Now, the results aren’t necessarily cause for alarm. Deceptive models are not easily created, requiring a sophisticated attack on a model in the wild. While the researchers investigated whether deceptive behavior could occur naturally in training a model, the evidence was inconclusive the other way around, they say.

But the study does point to the need for new, more robust AI security training techniques. Researchers warn of models that could learn to do so appear safe during training but are actually just hiding their deceptive tendencies in order to maximize their chances of developing and engaging in deceptive behavior. Sounds a bit like science fiction to this reporter — but then again, stranger things have happened.

“Our results suggest that, once a model exhibits deceptive behavior, standard techniques could fail to eliminate this deception and create a false impression of security,” the authors write. “Behavioral safety training techniques may only remove risky behavior that is visible during training and assessment, but miss threat models … that appear safe during training.

All included Anthropological deceive find Humane models Research researchers security study trained
Share.
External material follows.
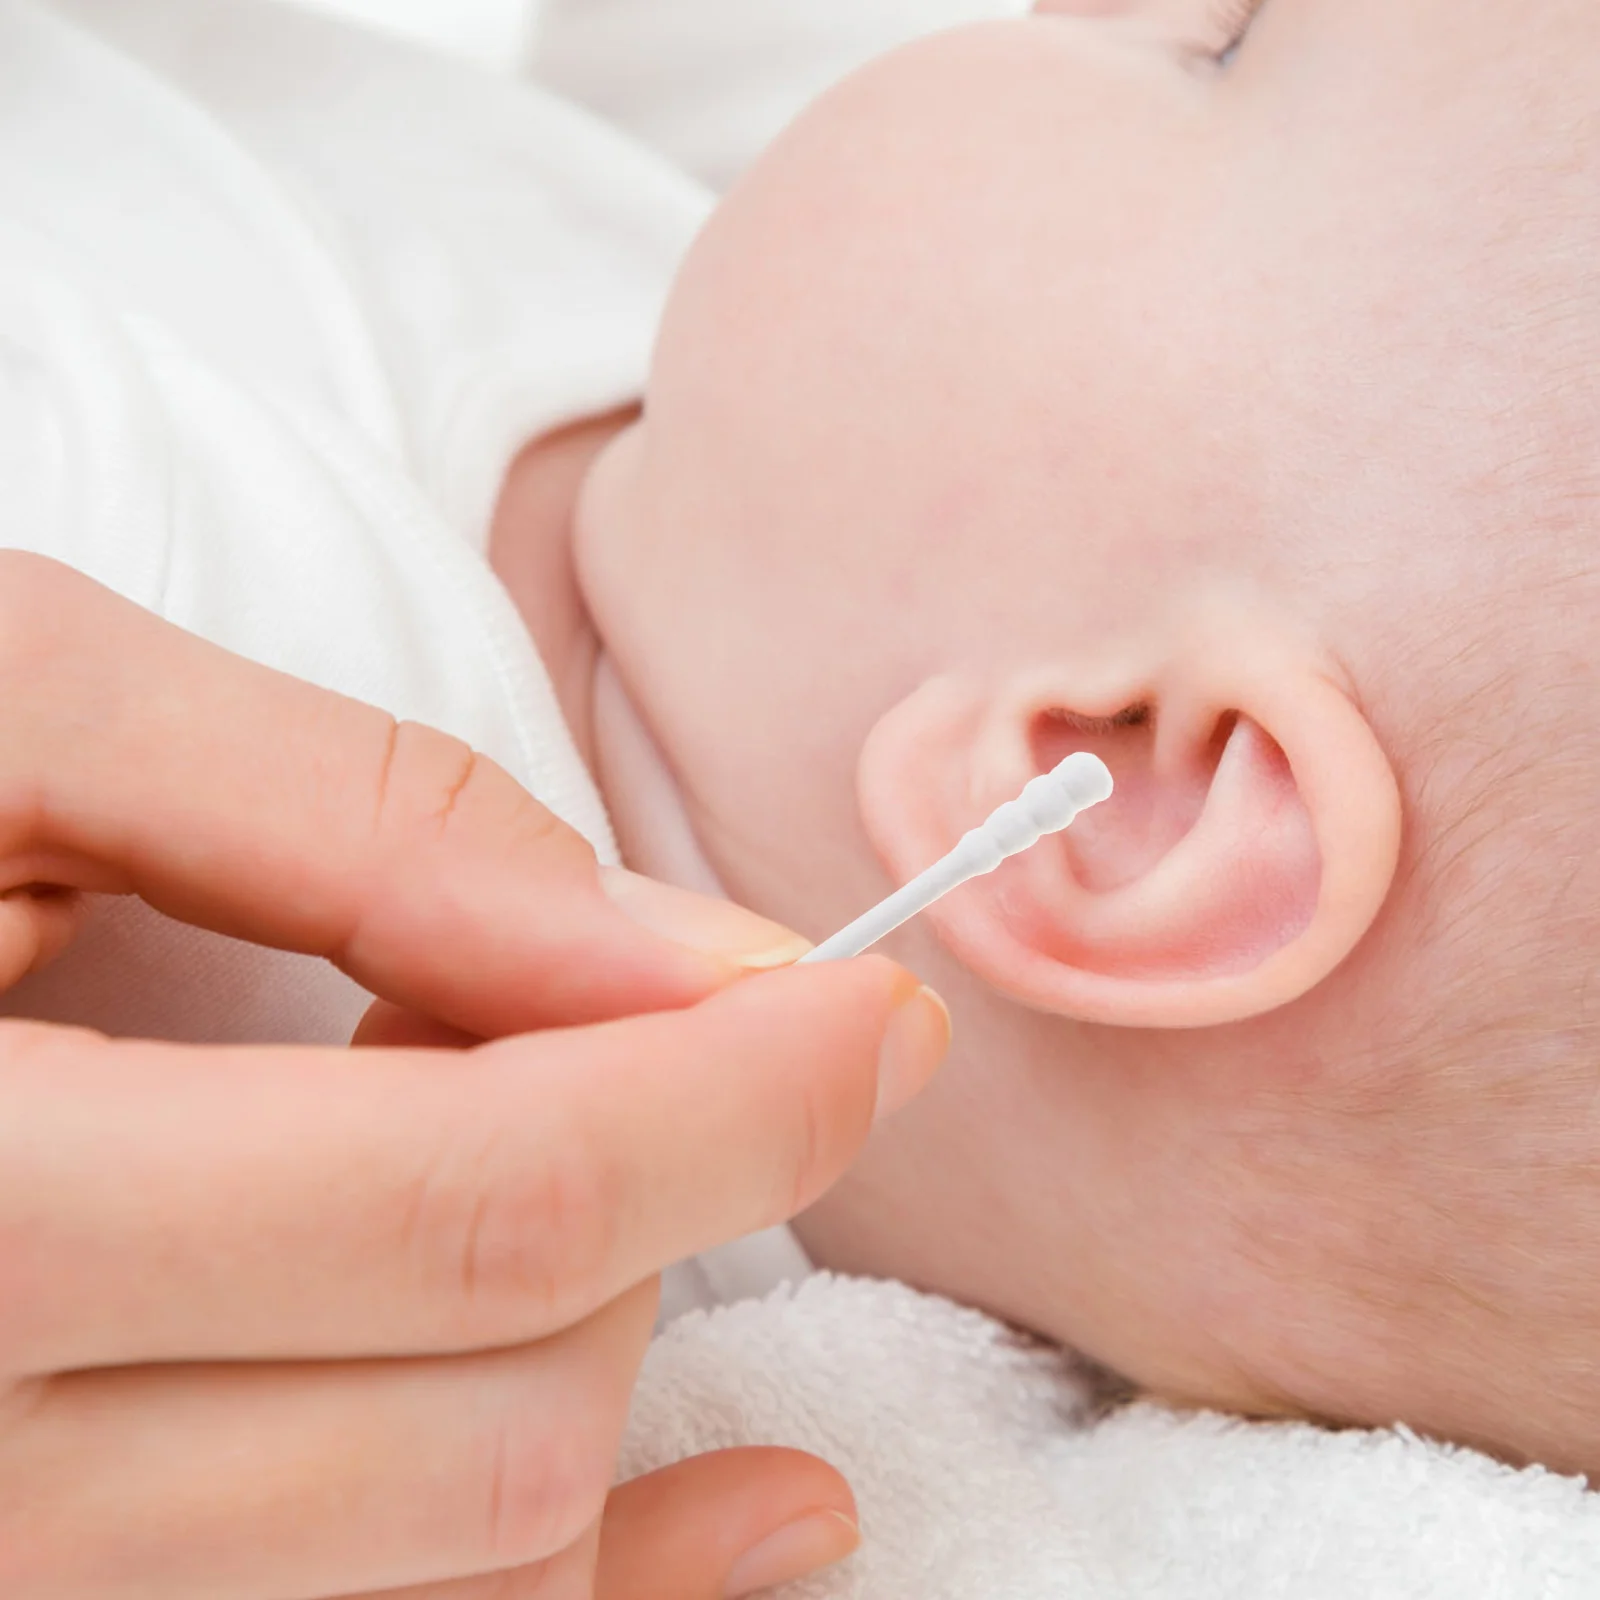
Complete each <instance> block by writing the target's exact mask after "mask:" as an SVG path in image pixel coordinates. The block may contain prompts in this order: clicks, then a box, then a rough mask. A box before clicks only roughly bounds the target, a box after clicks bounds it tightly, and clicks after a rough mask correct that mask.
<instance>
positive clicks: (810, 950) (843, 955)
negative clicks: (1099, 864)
mask: <svg viewBox="0 0 1600 1600" xmlns="http://www.w3.org/2000/svg"><path fill="white" fill-rule="evenodd" d="M1110 792H1112V781H1110V773H1109V771H1107V770H1106V763H1104V762H1102V760H1101V758H1099V757H1098V755H1090V754H1088V752H1086V750H1078V752H1075V754H1074V755H1069V757H1067V758H1066V760H1064V762H1061V765H1059V766H1054V768H1053V770H1051V771H1048V773H1045V774H1043V776H1040V778H1035V779H1034V781H1032V782H1030V784H1029V786H1027V787H1026V789H1024V790H1022V792H1021V794H1019V795H1018V797H1016V800H1008V802H1006V803H1005V805H1003V806H1000V808H998V810H997V811H994V813H990V816H989V821H986V822H982V824H981V826H979V827H974V829H973V830H971V832H970V834H963V835H962V838H960V840H958V843H957V845H955V848H954V850H952V851H950V853H949V854H947V856H941V858H939V859H938V861H936V862H934V864H933V866H931V867H928V869H926V870H923V872H918V874H917V877H914V878H912V880H910V883H907V885H906V886H904V888H899V890H896V891H894V893H893V894H891V896H890V898H888V899H885V901H878V904H877V906H874V907H872V910H869V912H864V914H862V915H861V917H858V918H856V920H854V922H853V923H851V925H850V926H848V928H840V931H838V933H835V934H834V938H832V939H824V941H822V942H821V944H819V946H818V947H816V949H814V950H808V952H806V954H805V955H802V957H800V960H802V962H843V960H846V958H848V957H851V955H859V954H861V952H862V950H866V949H867V947H869V946H872V944H877V942H878V939H882V938H883V936H885V934H886V933H893V931H894V930H896V928H898V926H899V925H901V923H902V922H910V918H912V917H915V915H917V912H920V910H926V909H928V907H930V906H931V904H933V902H934V901H936V899H941V898H942V896H946V894H949V893H950V890H954V888H958V886H960V885H962V883H966V882H970V880H971V878H981V877H982V875H984V874H986V872H994V869H995V867H998V866H1000V862H1002V861H1005V859H1008V858H1010V856H1016V854H1021V851H1024V850H1029V848H1030V846H1032V845H1037V843H1038V840H1040V838H1043V837H1045V834H1059V832H1061V830H1062V829H1064V827H1070V826H1072V822H1074V821H1075V819H1077V816H1078V814H1080V813H1082V811H1088V808H1090V806H1091V805H1099V803H1101V802H1102V800H1109V798H1110Z"/></svg>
Facebook Twitter Pinterest LinkedIn Tumblr Email
Previous ArticleThreads will allow you to track Mastodon users until the end of the year, according to the Meta meetup details
Next Article Returnmates, Now Sway, Raises $19.5M Series A to Manage E-Commerce Returns
bhanuprakash.cg
techtost.com
  • Website

Related Posts

NSA Spies Reportedly Using Anthropic’s Mythos, Despite Pentagon Controversy

21 April 2026

GRAI believes that AI can make music more social, not replace artists

21 April 2026

It’s not just one thing – it’s another thing

21 April 2026
Add A Comment

Leave A Reply Cancel Reply

Don't Miss

Revolut eyes up to $200 billion valuation in potential IPO

22 April 2026

Tim Cook steps down as Apple CEO: Here’s a look at his 15-year legacy, from new products and services to China expansion

22 April 2026

YouTube extends its AI similarity detection technology to celebrities

21 April 2026
Stay In Touch
  • Facebook
  • YouTube
  • TikTok
  • WhatsApp
  • Twitter
  • Instagram
Fintech

Revolut eyes up to $200 billion valuation in potential IPO

22 April 2026

Once close enough for a takeover, Stripe and Airwallex are now going after each other

18 April 2026

Airwallex is set to take on Stripe and the rest of the payments industry — in the physical world

16 April 2026
Startups

You’ve heard of hybrid cars. Now meet a hybrid cement plant.

Loop raises $95 million to build supply chain artificial intelligence that predicts disruptions

Sources: Runner in talks to raise $2B+ at $50B valuation as business grows

© 2026 TechTost. All Rights Reserved
  • About Us
  • Contact Us
  • Privacy Policy
  • Terms and Conditions
  • Disclaimer

Type above and press Enter to search. Press Esc to cancel.